移動平均法は、商品を受け入れるつど、または、払い出すつど1単位当たりの取得原価を計算する方法ですので、商品の受入れおよび払出しの状況は、会計期間中、常に記録しておく必要があります(継続記録法)。この商品の受入れおよび払出しの状況を記録するにあたっては、商品有高帳とよばれる補助簿が使用されることもあります。
1単位当たりの取得原価を計算するタイミング
移動平均法には、1単位当たりの取得原価を商品を受け入れたときに計算する方法と、商品を払い出したときに計算する方法の2つの方法があります。
商品を受け入れるつど計算する方法
1単位当たりの取得原価を商品を受け入れるつど計算する場合は、商品を受け入れた直後に、次のようにその金額を計算します。
1単位当たりの取得原価 =(受入前に保有していた商品の価額※ + 新たに受け入れた商品の取得原価)÷(受入前に保有していた商品の単位数[個数など] + 新たに受け入れた商品の単位数[個数など])
【例】X商品20個を17,000円で仕入れた。

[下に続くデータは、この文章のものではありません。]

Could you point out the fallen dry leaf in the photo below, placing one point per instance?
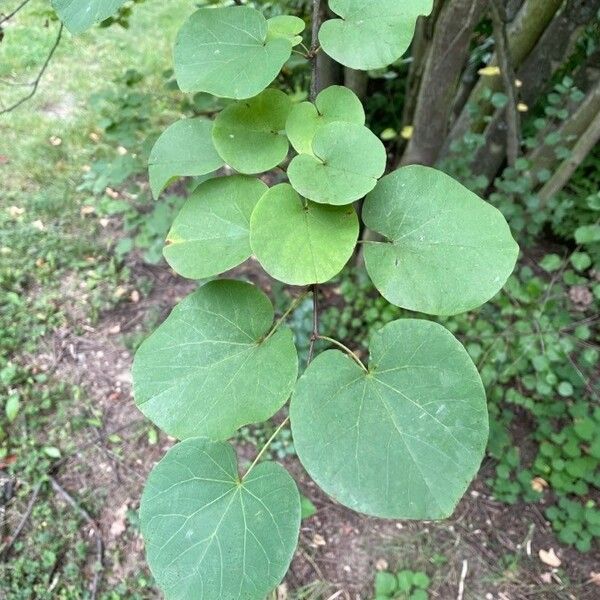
(548, 557)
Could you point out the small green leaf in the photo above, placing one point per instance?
(211, 233)
(385, 584)
(588, 234)
(185, 149)
(227, 52)
(402, 441)
(448, 250)
(287, 27)
(371, 35)
(335, 103)
(249, 135)
(348, 160)
(210, 533)
(209, 368)
(79, 15)
(12, 407)
(301, 243)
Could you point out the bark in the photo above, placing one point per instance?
(543, 157)
(549, 54)
(443, 66)
(584, 146)
(523, 34)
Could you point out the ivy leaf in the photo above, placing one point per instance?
(210, 533)
(300, 243)
(185, 149)
(211, 233)
(402, 441)
(348, 160)
(211, 367)
(227, 52)
(79, 15)
(448, 250)
(250, 135)
(371, 35)
(335, 103)
(287, 27)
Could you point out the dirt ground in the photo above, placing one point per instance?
(488, 550)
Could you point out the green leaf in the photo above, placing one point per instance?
(402, 441)
(210, 534)
(185, 149)
(348, 160)
(210, 367)
(371, 35)
(211, 233)
(448, 250)
(11, 409)
(385, 584)
(287, 27)
(335, 103)
(301, 243)
(587, 234)
(227, 52)
(250, 135)
(79, 15)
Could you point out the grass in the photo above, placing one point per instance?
(57, 271)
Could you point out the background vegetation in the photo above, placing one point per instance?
(504, 96)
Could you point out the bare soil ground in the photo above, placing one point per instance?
(492, 548)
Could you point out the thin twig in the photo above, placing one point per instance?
(266, 446)
(463, 576)
(13, 537)
(14, 12)
(36, 81)
(513, 122)
(347, 350)
(314, 47)
(85, 515)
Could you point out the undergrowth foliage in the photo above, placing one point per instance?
(400, 437)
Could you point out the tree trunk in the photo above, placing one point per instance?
(563, 175)
(549, 54)
(523, 34)
(443, 66)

仕入前に保有していたX商品の数は30個、金額は23,000円であった。
【答】1個当たりの取得原価 =(17,000円 + 23,000円)÷(20個 + 30個)= 800円
ここで計算された1個当たりの取得原価は、その後、新たに商品を受け入れるか、商品の受入数量または金額の修正(返品、値引き・割戻しなど)により、その金額が計算しなおされるまで、払い出した商品の金額(払出価額)を求めるために使用されます。
商品を払い出すつど計算する方法
1単位当たりの取得原価を商品を払い出すつど計算する場合は、商品を払い出す直前に、次のようにその金額を計算します。
1単位当たりの取得原価 = 払出前に保有している商品の価額÷払出前に保有している商品の単位数[個数など]
【例】Y商品を売り上げた。売上前に保有していたX商品の数は40個、金額は24,000円であった。
【答】1個当たりの取得原価 = 24,000円÷40個 = 600円
ここで計算された1個当たりの取得原価は、その直後に行われる商品の払出しにおいて、払い出した商品の金額(払出価額)を求めるために使用されます。
2つの方法の選択
同じ種類の商品について、毎日のように、さらには、1度に何度も払出しが行われるような場合(コンビニエンスストアに陳列されている商品など)については、商品を受け入れるつど1単位当たりの取得原価を計算する方法のほうが計算量を少なく抑えることができます。商品を払い出すつど1単位当たりの取得原価を計算する方法を選択してしまうと、毎日、さらには、1日に何回もその金額を計算しなければならなくなってしまうからです。